The answer to this question is always Utopian on Double Nickels, whose musical archive spans genres and generations and brings together British punk and American folk protest with great speed and dexterity. It's as if Mike Watt and D. Boon are interested in practical rather than theoretical "punk"-ness, as if "DIY" for them, ideological though it is, should be a doing and not just a slogan. "Archive" may not be specific enough to describe how Minutemen treat the music they draw on; it's more like a lending library, they visit constantly and always take new items with them. What if we could, this music asks, make music however we wanted and out of whatever we wanted? What if that was a formal principle rather than a matter of content? If Johnny Rotten said he was antichrist and anarchist, Watt and Boon did their anarchy, made it a living and material force, in their music.

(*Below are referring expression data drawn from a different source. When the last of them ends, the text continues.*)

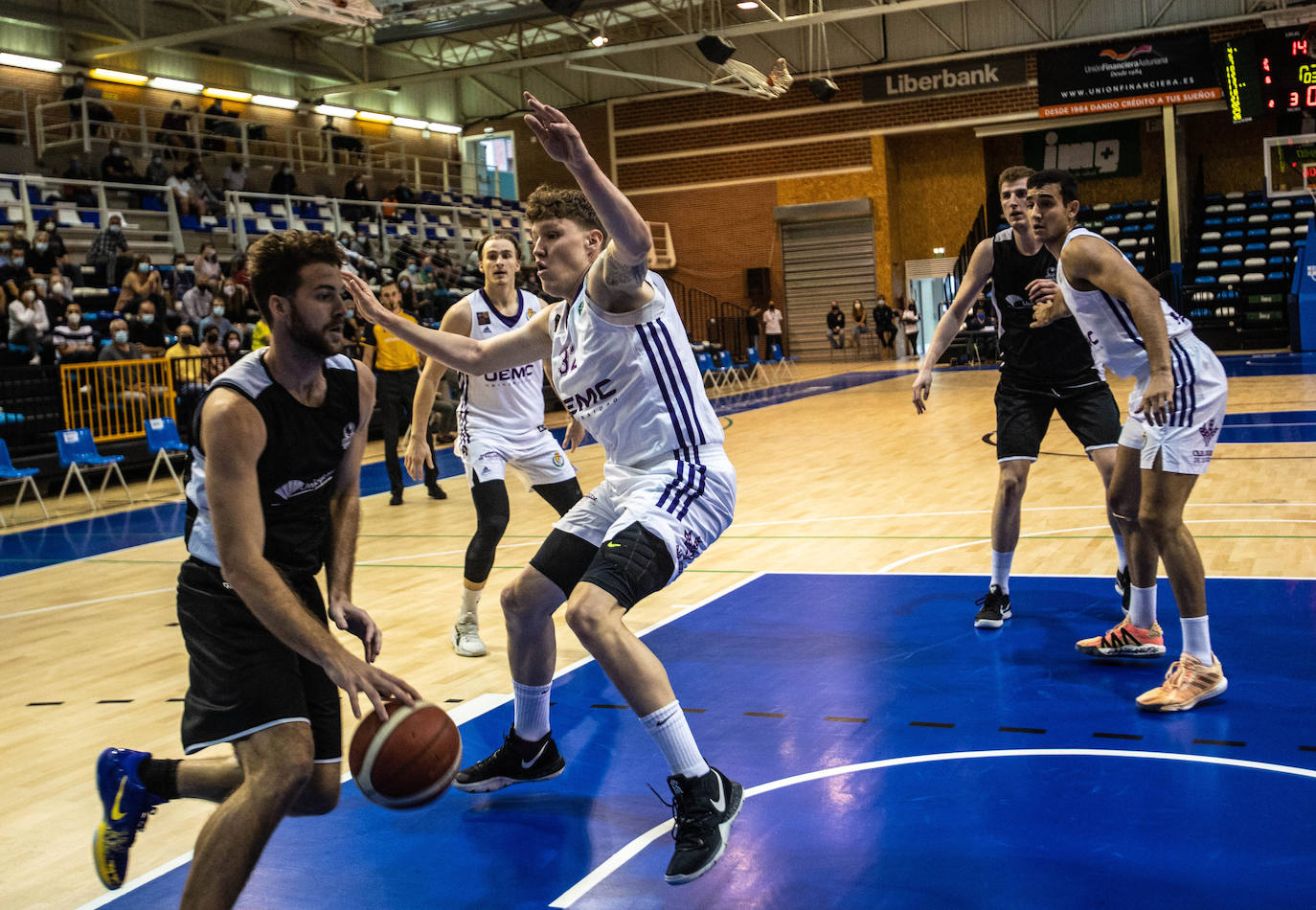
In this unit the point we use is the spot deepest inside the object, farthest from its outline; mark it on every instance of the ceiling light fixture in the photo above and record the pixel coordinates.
(115, 76)
(31, 62)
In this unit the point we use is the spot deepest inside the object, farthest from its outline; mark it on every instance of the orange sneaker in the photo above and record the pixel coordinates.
(1189, 682)
(1125, 640)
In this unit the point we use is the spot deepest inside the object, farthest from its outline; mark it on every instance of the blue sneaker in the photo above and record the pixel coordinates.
(126, 805)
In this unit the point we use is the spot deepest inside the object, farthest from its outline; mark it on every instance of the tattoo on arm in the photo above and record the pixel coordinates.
(618, 274)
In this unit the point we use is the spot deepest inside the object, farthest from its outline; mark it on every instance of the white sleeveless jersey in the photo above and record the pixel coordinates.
(1108, 324)
(507, 403)
(632, 379)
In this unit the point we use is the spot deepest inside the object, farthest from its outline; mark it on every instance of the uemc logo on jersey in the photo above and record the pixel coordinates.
(584, 400)
(511, 375)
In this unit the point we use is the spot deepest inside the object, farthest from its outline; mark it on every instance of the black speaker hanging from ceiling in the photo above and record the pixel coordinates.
(563, 7)
(823, 90)
(716, 50)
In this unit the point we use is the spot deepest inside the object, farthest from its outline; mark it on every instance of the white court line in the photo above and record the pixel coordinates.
(474, 707)
(1091, 527)
(83, 603)
(630, 850)
(987, 512)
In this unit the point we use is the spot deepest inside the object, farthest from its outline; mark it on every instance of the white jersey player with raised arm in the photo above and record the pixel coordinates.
(1198, 410)
(500, 415)
(632, 381)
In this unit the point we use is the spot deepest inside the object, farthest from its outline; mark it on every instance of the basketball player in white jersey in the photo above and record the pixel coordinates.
(499, 423)
(1175, 413)
(624, 369)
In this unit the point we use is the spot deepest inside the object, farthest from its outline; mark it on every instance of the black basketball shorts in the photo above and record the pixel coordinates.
(241, 678)
(1024, 411)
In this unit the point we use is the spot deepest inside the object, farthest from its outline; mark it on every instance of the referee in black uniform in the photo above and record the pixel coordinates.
(1044, 372)
(273, 495)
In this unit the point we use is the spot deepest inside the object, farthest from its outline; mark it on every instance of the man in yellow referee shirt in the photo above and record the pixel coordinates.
(397, 371)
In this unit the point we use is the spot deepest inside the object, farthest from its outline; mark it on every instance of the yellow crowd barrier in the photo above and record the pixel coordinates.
(115, 398)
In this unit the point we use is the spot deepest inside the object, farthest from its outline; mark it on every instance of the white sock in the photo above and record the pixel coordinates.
(1000, 569)
(470, 611)
(1196, 638)
(1141, 606)
(531, 710)
(670, 731)
(1119, 549)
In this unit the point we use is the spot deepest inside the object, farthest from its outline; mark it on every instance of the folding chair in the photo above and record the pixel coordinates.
(162, 439)
(781, 362)
(8, 474)
(728, 369)
(78, 450)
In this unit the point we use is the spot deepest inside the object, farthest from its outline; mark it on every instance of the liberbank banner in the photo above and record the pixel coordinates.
(1133, 73)
(949, 78)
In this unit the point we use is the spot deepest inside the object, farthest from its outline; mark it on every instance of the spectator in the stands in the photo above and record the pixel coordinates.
(199, 303)
(28, 322)
(220, 122)
(141, 284)
(235, 178)
(215, 361)
(157, 171)
(217, 318)
(355, 190)
(76, 341)
(80, 94)
(179, 281)
(207, 263)
(233, 345)
(147, 332)
(185, 195)
(284, 182)
(108, 252)
(117, 168)
(238, 273)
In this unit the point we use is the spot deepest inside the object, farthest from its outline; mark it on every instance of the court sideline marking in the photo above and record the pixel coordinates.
(636, 846)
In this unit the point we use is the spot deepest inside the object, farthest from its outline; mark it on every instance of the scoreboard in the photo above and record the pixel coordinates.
(1271, 71)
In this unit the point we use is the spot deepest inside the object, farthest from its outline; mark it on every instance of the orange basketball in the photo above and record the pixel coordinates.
(408, 760)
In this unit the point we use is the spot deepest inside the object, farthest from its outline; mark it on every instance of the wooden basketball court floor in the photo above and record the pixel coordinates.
(824, 647)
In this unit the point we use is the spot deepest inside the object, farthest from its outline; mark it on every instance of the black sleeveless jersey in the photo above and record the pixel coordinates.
(295, 471)
(1057, 352)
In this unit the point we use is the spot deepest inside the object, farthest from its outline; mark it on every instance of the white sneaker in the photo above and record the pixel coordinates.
(466, 640)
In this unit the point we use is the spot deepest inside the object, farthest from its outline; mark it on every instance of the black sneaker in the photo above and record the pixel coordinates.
(994, 608)
(1124, 586)
(516, 762)
(703, 808)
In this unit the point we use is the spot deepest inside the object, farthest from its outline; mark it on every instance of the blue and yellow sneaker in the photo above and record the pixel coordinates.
(126, 805)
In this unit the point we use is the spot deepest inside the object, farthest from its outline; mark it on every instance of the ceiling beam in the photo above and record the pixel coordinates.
(190, 37)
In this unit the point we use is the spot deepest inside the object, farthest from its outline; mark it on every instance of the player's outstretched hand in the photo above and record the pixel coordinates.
(574, 436)
(351, 618)
(921, 389)
(355, 675)
(556, 133)
(418, 457)
(368, 305)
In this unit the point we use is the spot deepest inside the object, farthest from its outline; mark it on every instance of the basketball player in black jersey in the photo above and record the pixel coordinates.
(1042, 372)
(271, 496)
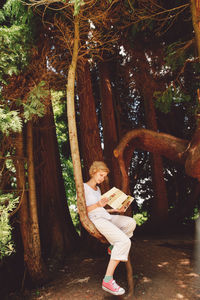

The result of this is something like watching Eli Wallach run around in a graveyard in the famous scene from The Good, The Bad, and The Ugly: we are aware that this is nothing narratively new, that it derives its visual and its feelings entirely from what came before, and yet the brazenness with which the camera states that we are in the presence of artifice exhilarates and delights us. So too with Double Nickels: it is an album that says "I borrow" in ways that overwhelm the listener, even if the songs don't crack two minutes in most places. Much can be said about the pleasures of derivation, but here it feels like a way into a genuine sense of human activity or agency; like an endless array of possibilities are at our disposal, should we attempt to engage with them. Such slogans sound dangerously close to ad copy or what you hear in a marketing department, which of course makes them that much more perversely delightful in the context of a band like Minutemen. So too my comparison to westerns: in bringing things together, one stands to discover something about those things and about the activity of combination. We can hear that discovery, and the joy that attends it, in every song on Double Nickels.